10 July 2020
London’s architecture is integral to the city’s colourful history and helps attract thousands of visitors every year. Refurbishment of buildings that protects them should play a key role in the city’s evolution.
Tony O'Shea, Project Director
As Anisha Sehgal outlined in her recent article, future development must address the green agenda. At a time when we are striving to build better, what could be more sustainable than reusing existing buildings ahead of building brand new?
Refurbishment is not always the easiest option and we have encountered every kind of complexity from integrating CLT into an existing structure to underpinning buildings above the Jubilee line. There are often more structural and spatial challenges to overcome than when opting for a simple demolish and build.
But the ‘new build’ simplicity is often reversed by more complex planning considerations that turn a straightforward concept into months of negotiation and redesign. Those who choose to build within an existing framework are rewarded with fewer planning restrictions and a speedier route to market as applications can be passed within months.
Density is increasing in London and the complexity of the view, height and light restrictions pose serious constraints; the Square Mile and the streets around it are reaching their capacity for tall towers. The view that stretches from Sir Christopher Wren’s house next to the Globe Theatre across the river to St Paul's Cathedral remains completely unrestricted and do not expect that to change any time soon.
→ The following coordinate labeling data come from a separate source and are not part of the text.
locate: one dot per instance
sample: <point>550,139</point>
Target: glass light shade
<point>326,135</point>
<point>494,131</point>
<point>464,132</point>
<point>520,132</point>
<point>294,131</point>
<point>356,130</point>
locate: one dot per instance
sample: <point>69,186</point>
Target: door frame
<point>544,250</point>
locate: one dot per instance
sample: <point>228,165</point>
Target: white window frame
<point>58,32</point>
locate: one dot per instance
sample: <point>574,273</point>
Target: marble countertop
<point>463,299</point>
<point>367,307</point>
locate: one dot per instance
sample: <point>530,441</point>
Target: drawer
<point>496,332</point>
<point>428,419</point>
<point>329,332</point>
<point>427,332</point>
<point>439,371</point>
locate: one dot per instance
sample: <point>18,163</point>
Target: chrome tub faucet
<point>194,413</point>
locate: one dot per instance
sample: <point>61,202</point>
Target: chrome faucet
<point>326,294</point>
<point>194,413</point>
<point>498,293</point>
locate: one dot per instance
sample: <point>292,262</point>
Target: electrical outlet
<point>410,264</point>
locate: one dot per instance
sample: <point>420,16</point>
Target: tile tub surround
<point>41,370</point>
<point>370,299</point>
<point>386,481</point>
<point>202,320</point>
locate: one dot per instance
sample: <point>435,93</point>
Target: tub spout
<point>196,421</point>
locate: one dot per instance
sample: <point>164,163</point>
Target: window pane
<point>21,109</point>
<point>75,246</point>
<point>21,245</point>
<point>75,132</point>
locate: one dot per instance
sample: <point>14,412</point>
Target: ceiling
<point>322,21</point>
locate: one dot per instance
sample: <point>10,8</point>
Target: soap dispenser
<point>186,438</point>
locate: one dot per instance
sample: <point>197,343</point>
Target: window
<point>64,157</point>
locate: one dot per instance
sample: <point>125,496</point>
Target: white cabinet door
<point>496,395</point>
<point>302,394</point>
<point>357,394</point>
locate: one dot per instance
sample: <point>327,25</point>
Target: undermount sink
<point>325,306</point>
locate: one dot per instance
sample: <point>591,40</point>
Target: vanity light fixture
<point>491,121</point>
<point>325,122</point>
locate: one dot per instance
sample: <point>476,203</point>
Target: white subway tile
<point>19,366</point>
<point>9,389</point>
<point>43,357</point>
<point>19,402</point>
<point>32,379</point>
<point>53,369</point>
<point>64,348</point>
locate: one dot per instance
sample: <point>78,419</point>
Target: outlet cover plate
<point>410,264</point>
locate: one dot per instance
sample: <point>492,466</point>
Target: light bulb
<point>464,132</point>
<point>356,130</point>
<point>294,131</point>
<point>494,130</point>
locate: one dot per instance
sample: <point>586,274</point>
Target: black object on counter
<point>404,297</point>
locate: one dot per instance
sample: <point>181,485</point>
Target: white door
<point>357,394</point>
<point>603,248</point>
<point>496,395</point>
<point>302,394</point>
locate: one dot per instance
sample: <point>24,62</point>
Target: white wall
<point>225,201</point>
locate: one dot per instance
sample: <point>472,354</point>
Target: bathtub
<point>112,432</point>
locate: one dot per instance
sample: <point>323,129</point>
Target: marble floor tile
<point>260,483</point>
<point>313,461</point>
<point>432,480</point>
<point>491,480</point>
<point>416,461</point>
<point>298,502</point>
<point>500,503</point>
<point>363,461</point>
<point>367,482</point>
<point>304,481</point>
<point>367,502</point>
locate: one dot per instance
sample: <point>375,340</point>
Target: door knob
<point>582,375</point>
Buildings such as St Paul’s contribute to the aesthetic value of the city, an important commodity to investors and especially those overseas. What our city’s architecture offers is an opportunity to be part of British history. Glass tower blocks can be bought all over the world but only in the UK can you obtain a 300-year-old building just off the banks of the River Thames.
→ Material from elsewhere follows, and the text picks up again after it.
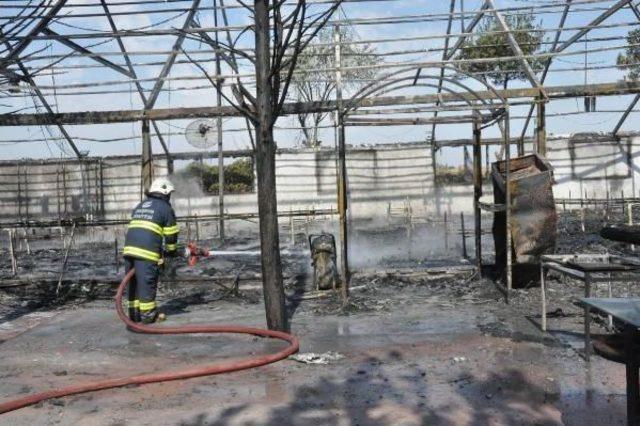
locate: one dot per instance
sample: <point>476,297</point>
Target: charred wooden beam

We could stop building new tomorrow and yet continue to re-shape and enhance our city through refurb for years to come with what seems to be an endless supply of existing stock. This option contributes significantly to the government’s net zero target of 2050 by introducing a whole-life carbon approach to construction. Transforming an existing building into a space that meets today’s standards can be a challenge but there is not the need for factories of glass, steel, brick and concrete on the same scale during the build process. This approach embraces the ethos to reuse rather than replace, something that we are exploring in all areas of society.
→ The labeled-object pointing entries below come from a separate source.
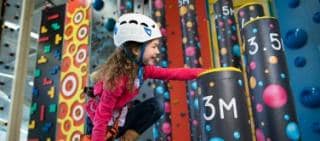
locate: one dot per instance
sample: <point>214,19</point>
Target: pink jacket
<point>100,111</point>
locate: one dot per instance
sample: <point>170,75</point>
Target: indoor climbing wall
<point>162,129</point>
<point>179,110</point>
<point>225,26</point>
<point>45,95</point>
<point>299,23</point>
<point>270,91</point>
<point>74,71</point>
<point>192,59</point>
<point>224,106</point>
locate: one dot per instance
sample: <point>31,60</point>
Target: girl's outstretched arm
<point>171,73</point>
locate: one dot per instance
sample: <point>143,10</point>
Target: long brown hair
<point>118,65</point>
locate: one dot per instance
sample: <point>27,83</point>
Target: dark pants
<point>140,117</point>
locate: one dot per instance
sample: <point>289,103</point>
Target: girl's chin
<point>151,63</point>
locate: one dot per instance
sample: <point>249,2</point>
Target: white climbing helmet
<point>135,27</point>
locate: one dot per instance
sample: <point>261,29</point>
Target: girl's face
<point>151,52</point>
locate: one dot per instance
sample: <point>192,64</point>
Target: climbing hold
<point>316,17</point>
<point>293,3</point>
<point>310,97</point>
<point>300,61</point>
<point>296,38</point>
<point>98,4</point>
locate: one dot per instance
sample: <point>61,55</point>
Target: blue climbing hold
<point>296,38</point>
<point>316,127</point>
<point>316,17</point>
<point>293,3</point>
<point>310,97</point>
<point>236,50</point>
<point>300,61</point>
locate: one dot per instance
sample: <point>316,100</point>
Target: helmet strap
<point>138,61</point>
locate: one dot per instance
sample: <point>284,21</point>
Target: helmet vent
<point>133,21</point>
<point>144,24</point>
<point>123,22</point>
Architects who use their creativity in reuse have been instrumental in shaping the trends for living and workspace. Refurbishment has been a key driver in the trend for exposed services that not only serve functional purposes of increasing ceiling height and providing 21st century functions, but achieves this with a creative nod to the industrial era, a design now so sought after. The impact of demand for ‘exposed and industrial’ has helped raise the quality of M&E services.
Construction craft and the expertise to overcome ‘surprise’ and breathe new life and value into an old building is what makes refurbishment so rewarding and worthwhile.
The practice is integral to maintaining and protecting our cityscape and in 25 years we will be refurbing the new builds developed today. London’s refurb pipeline is healthy and with a bit of collaboration and creativity the opportunities to realise great value of an asset is stronger than ever.